On 16 February 2015 at 00:28, Paul Ganssle <pganssle@gmail.com> wrote:
Have there actually been any time zones that are not an even multiple of a whole minute since the advent of leap seconds? The only non whole minute time zone I know about is Dublin Mean Time, which hasn't been used since 1916.

If I recall correctly, Africa/Monrovia is the only zone in the main files which has had an offset that is not an integer number of minutes at any point since 1970 (it was -0:44:30 until 1972-05).  UTC was introduced in 1972, with the first leap second (as we know it today) coming at the end of 1972-06-30.  So, no; this isn't a real concern in any existing zones.

On 15 February 2015 at 09:12, <random832@fastmail.us> wrote:
Also, general question: is there any standard on how leap seconds are to
be handled in timezones that have an offset that is not a multiple of
one whole minute?

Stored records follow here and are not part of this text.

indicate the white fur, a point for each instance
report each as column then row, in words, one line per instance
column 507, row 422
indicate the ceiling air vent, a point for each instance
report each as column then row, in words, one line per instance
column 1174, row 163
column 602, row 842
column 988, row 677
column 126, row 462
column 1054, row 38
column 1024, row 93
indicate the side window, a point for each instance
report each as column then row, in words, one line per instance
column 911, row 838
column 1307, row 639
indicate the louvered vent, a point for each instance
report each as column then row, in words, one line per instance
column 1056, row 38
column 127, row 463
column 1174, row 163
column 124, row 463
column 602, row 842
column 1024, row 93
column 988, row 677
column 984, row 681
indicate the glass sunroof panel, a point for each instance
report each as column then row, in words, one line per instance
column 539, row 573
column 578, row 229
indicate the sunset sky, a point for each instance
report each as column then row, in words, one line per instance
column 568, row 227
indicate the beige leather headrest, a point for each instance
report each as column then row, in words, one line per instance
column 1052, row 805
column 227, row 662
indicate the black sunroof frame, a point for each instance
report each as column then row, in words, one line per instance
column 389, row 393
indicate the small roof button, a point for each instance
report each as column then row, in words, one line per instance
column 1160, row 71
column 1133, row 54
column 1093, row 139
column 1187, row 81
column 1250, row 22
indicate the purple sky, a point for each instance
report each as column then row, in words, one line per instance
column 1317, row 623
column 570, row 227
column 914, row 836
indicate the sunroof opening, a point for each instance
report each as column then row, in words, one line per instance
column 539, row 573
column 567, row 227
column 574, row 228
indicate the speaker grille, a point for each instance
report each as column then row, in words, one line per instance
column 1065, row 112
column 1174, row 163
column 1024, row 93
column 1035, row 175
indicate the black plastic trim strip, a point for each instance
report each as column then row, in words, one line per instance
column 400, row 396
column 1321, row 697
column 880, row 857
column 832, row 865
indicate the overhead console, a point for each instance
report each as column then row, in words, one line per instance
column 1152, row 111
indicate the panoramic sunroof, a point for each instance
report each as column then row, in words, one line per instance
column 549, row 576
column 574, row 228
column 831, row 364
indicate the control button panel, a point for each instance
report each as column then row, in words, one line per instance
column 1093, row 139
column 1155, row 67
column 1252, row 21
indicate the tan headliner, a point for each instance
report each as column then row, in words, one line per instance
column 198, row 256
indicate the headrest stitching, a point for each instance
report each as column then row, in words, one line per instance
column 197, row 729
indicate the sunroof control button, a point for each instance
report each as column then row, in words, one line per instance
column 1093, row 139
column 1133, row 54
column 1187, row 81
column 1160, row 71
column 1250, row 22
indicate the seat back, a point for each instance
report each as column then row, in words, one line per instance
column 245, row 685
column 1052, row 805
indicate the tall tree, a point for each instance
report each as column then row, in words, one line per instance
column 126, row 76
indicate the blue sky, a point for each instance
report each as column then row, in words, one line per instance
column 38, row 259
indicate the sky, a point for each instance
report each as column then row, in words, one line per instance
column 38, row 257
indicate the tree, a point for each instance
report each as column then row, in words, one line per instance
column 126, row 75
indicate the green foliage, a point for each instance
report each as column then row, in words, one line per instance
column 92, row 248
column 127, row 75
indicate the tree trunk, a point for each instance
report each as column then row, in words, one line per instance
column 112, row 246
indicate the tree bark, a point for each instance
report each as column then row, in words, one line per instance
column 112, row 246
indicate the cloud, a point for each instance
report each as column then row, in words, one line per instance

What does tzcode do now?

In the interest of... well, interest ;) ...let's find out!  Adding:
Zone Test/Foo 0:00:30 - FooST
to the data, and installing with make right_only, we can perform a zdump:

$ zdump -c 2015,2016 -v Etc/UTC Asia/Tokyo Test/Foo
...
Etc/UTC     Tue Jun 30 23:59:60 2015 UT = Tue Jun 30 23:59:60 2015 UTC isdst=0 gmtoff=0
Etc/UTC     Wed Jul  1 00:00:00 2015 UT = Wed Jul  1 00:00:00 2015 UTC isdst=0 gmtoff=0
...
Asia/Tokyo  Tue Jun 30 23:59:60 2015 UT = Wed Jul  1 08:59:60 2015 JST isdst=0 gmtoff=32400
Asia/Tokyo  Wed Jul  1 00:00:00 2015 UT = Wed Jul  1 09:00:00 2015 JST isdst=0 gmtoff=32400
...
Test/Foo    Tue Jun 30 23:59:60 2015 UT = Wed Jul  1 00:00:30 2015 FooST isdst=0 gmtoff=30
Test/Foo    Wed Jul  1 00:00:00 2015 UT = Wed Jul  1 00:00:30 2015 FooST isdst=0 gmtoff=30
...

So, it looks like it just keeps a constant offset (which is quite reasonable), even though in such cases it would explicitly require counting the same second twice (which is not quite so reasonable).

I recalled seeing a proposed solution which took the opposite approach earlier on this list, which was to forsake the constant offset in favor of counting as normal, before "applying" the leap second at the end of the "local minute" which contained the UTC leap second.  Upon further investigation, it seems that suggestion came from you, random832!

So in terms of behavior for the purposes of documentation, those are the two options.  But, again, I doubt this is going to matter for any practical purposes anytime soon, so I would expect tzcode will likely stay as it is with respect to this matter.